Example: Increase when confronting out-of-memory errors without wanting to decrease batch size.
Possible values: Positive integers like 1, 2, 4.
To try out this concept for yourself please check out this fantastic Google Colab Notebook from Matt Shumer which also credits work from Maxime Labonne. https://colab.research.google.com/drive/1Zmaceu65d7w4Tcd-cfnZRb6k_Tcv2b8g?usp=sharing
Glossary:
Low-Rank Adaptation (LoRA):
A method to tweak large models with small amounts of new data. Think of it as adding a few new components to an existing machine to adjust its functionality, without altering the original parts.
Quantisation:
A technique to make a model smaller and faster by simplifying it, though this might slightly reduce its accuracy. It's similar to compressing a photo to save space, causing it to become a tad blurry.
Dropout:
A strategy to strengthen the model by randomly disabling some of its parts during training. Picture a sports team practising with some players occasionally sitting out, ensuring the team doesn't become overly dependent on any single player.
Overfitting:
Occurs when a model excels with familiar data but struggles with new, unseen data. It's akin to a student who memorises test answers but has difficulty applying the knowledge in real-world scenarios.
Gradient:
A metric that informs the model about the discrepancy between its predictions and the actual answers, guiding its improvements.
Backpropagation:
A process where the model reflects on its mistakes and tweaks itself. Imagine playing a game, learning from errors, and improving for the next round.
Exploding Gradients:
An issue where the model's corrections become excessively large, leading to unstable training. Picture trying to fine-tune a radio but adjusting the dial too drastically, causing signal disruption.
Gradient Clipping:
A method to restrict the corrections from becoming too extensive. It's like setting a limit on how much you can adjust a radio dial to maintain a clear signal.

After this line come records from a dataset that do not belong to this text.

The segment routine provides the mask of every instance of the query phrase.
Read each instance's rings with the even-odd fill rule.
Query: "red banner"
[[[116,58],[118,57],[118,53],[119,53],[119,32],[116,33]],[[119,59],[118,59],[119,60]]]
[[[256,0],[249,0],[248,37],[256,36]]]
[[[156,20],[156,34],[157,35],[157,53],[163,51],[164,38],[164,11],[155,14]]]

Gradient Accumulation Steps:
An approach to manage vast data by segmenting it and updating the model incrementally. Think of consuming a large meal in several smaller portions.
Gradient Checkpointing:
A technique to conserve memory during training by recording only select vital information. Consider it similar to jotting down key points during a lecture, rather than transcribing every word.